A poesia de Paulo Rodrigues traz uma veia política muito necessária nestes tempos em que o negacionismo e os impulsos fascistas vêm se incorporando na rotina do país. Nada menos que isso podia se esperar de um poeta com seu perfil.
Refletir na palavra escrita (na poesia) tudo que a gente vivencia na experiência social e política é sim papel daquele (a) que se propõe a escrever. O poeta tem que estar ao lado da liberdade.

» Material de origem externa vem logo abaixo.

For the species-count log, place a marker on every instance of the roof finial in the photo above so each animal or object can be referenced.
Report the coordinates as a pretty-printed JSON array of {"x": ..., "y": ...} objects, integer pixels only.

A arte/a escrita é expressão de liberdade.
Cinelândia, o livro mais recente de Paulo Rodrigues talvez não seja o filme a que queremos assistir, mas é, com certeza, o filme ao qual precisamos assistir.
O operador bate a claquete, o espetáculo da vida vai começar:
Claquete
"precisamos fundar
um planeta!
não construiremos casas
e não deixaremos morrer de frio os miseráveis"
(Missiva, p. 22)
"não há palavras
que devolvam a vida
ao corpo precário".
(Antirrealismo, p. 23)
"A vida já não precisa
pedir descontos:
madrugar nos mercados,
esconder-se da fome.
(Marcha, p. 24)
Cena 1
"quando eu disser não,
é não."
(Maria da Penha ou Isabelle Adjanir, p. 30)
"os homens precisam comer,
os meninos enxugam as lágrimas,
as moças vão florescer
vida e morte, na mesma pele.”
(A felicidade não se compra, p. 35)
“a vida é uma bandeira vermelha
balançando na minha cara”
(Bem-aventurados os que sangram, p. 37)
Cena 2
“...a fome é um álbum sempre aberto”
(Carta ao metalúrgico, p. 45)
“as flechas de São Sebastião
não sabem perdoar”
(O sangue desce, p. 49)
“um mês de sol e despejo.
a calçada não tem assistência;
não embala o sonho
da manhã.”
(A vida não suporta epitáfios, p. 51)
The end
“ os filhos olham a escada
há uma lesão na luz,
de todos eles”
(As manhãs não têm ofertas, nem promoção, p. 61)
“só havia o sal, caiu no chão
e o garçom com a conta
trazendo uma rosa na mão”
(Graffiti, p. 68)
A fome, a miséria, o abuso, a violência, o descaso, as mazelas, o sub-humano, a decadência... mas também a esperança na voz, na força, na história do operário porque, apesar de tudo isso, “amanhã há de ser um outro dia” (Chico Buarque) e “Avoante ainda romperá o degredo” (Paulo Rodrigues).
Um livro de poesia de um poeta do potencial de Paulo Rodrigues, publicado em plena pandemia, não só sanitária, como também de negacionismo científico, cumpre com categoria o papel literário de refletir politicamente a realidade. Afinal, se aqueles que têm o poder da palavra na mão se acovardarem diante do fascismo, a democracia brasileira terá pouca ou nenhuma chance de se consolidar.
O poeta que deseja exercer o seu direito de criar (produzir) livremente, precisa posicionar-se a favor da democracia e instigar o debate nacional.
Que as luzes não se apaguem e que o espetáculo continue sob outra perspectiva – a perspectiva com que sonha o poeta. Salve, Paulo!